ケアプランの作成は「居宅介護支援事業所」に所属するケアマネージャーが担当します。本人やご家族の希望・生活状況を踏まえたケアプランが完成したら、各介護サービス事業者と契約し、訪問介護やデイサービス、福祉用具レンタルなどの利用が可能です。
パーキンソン病の場合、身体機能の変化が段階的に進むため、症状や生活状況に応じて定期的にケアプランを見直しましょう。

介護認定調査のポイント

状態に合った要介護認定を受けるために、認定調査員との面談は重要なポイントです。パーキンソン病特有の状態の変動や、見た目ではわかりにくい症状があることで、本来の状態とは違う調査結果にもなりかねません。ここでは、介護認定調査時にご家族が情報提供する際のポイントを紹介します。

パーキンソン病特有の状態の変動を上手に伝える

介護認定調査の際は、「できること」だけでなく、「手助けがあればできる」「日によってできないこともある」という実態を具体的に伝える必要があります。また、パーキンソン病の症状には薬の影響や時間帯による変動があり、その状況を正確に伝えることが重要です。

<認定調査員に伝えるポイント>
・薬を服用した直後(オン時)と、数時間後(オフ時)の、手足のこわばりや動作の違い
・1日のうちで「動ける時間帯」と「ほとんど動けない時間帯」がある
・歩行や着替え、食事、トイレなど、日常生活動作ごとに介助が必要な時間帯がある
・疲労やストレス、気温変化などによって症状が悪化する場合がある

非運動症状(精神症状、認知機能低下など)を正確に伝える

パーキンソン病の症状は、大きく「運動症状」と「非運動症状」に分けることができます。運動症状は動作が遅く・小さくなる、ふるえ、筋肉のこわばり、姿勢が保てないことなどで、非運動症状は便秘、精神症状、認知機能低下などです。
症状によっては、患者さまご本人には自覚がなく、ご家族が気づいている場合があります。怖がらずにご家族に確認して協力を得ることも、上手に伝えるポイントのひとつです。
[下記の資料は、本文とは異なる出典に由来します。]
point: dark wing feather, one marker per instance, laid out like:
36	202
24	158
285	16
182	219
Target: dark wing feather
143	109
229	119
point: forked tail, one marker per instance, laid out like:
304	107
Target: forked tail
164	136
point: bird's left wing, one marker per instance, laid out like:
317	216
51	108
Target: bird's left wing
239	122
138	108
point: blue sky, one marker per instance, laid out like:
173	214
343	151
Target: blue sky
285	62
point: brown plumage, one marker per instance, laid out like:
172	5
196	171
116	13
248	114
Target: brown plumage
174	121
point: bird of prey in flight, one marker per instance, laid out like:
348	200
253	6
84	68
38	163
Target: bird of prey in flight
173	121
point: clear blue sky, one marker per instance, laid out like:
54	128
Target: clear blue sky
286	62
特に非運動症状は外からは見えにくいため、普段の生活を見ているご家族が正確に伝える必要があります。
非運動症状をより正確に伝えるには、ご家族が日頃の状況を客観的に記録した「介護日誌」を作成し、提示することが有効です。介護日誌に記載しておけば、調査員に日常の状態を正確に伝えることができ、より実態に即した要介護認定につながります。

<介護日誌に記載する主な内容>
・睡眠状態:夜間のトイレ回数やレム睡眠行動障害の有無と頻度
・精神状態:意欲低下や不安が強い時間帯、介護拒否の有無
・認知機能:薬の飲み間違い、日時などの認識低下が見られる具体的なエピソード
・幻覚・妄想:実際には存在しない人や物が見える・聞こえる頻度や時間帯
・感情の変化:急な怒りや涙など、感情の起伏が激しい場面の記録

パーキンソン病で介護認定を受けるには、事前準備が大切

パーキンソン病は、進行の仕方や症状の出方が人によって大きく異なり、介護認定の結果にも差が出やすい疾患です。介護認定調査では、その日の調子だけで判断されないように、日常の状態を正確に伝えるための準備が重要となります。
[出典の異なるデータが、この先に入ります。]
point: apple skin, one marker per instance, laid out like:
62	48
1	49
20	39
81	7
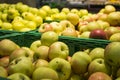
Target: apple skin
69	32
79	62
97	52
45	27
7	47
44	73
98	65
41	63
4	61
99	76
58	49
98	34
73	18
21	65
3	72
111	54
41	53
18	76
48	38
62	67
35	44
115	37
20	52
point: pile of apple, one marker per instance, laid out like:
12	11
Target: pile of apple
49	59
19	17
81	23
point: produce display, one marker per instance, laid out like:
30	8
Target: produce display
50	59
81	23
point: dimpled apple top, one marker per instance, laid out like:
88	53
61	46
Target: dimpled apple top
112	54
99	76
49	37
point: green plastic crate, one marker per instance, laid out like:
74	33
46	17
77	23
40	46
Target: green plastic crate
74	44
18	38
パーキンソン病と向き合いながら安心して生活を続けるためには、制度の仕組みを理解し、早めに準備・相談することが大切です。地域包括支援センター(地域連携支援センター)や医療機関にも積極的に相談し、無理のない介護環境を整えていきましょう。
なお、PDハウスにはパーキンソン病専門スタッフが在籍しており、介護認定申請についてアドバイスいたします。資料請求やご見学は、こちらからお気軽にお問い合わせください。

参考:
介護保険制度について(厚生労働省)
公表されている介護サービスについて(厚生労働省)
介護認定審査会委員テキスト 2009(厚生労働省)
要介護認定等に係る介護認定審査会による審査及び判定の基準等に関する省令(厚生省令第五十八号)
公的介護保険で受けられるサービスの内容は?(公的財団法人生命保険文化センター)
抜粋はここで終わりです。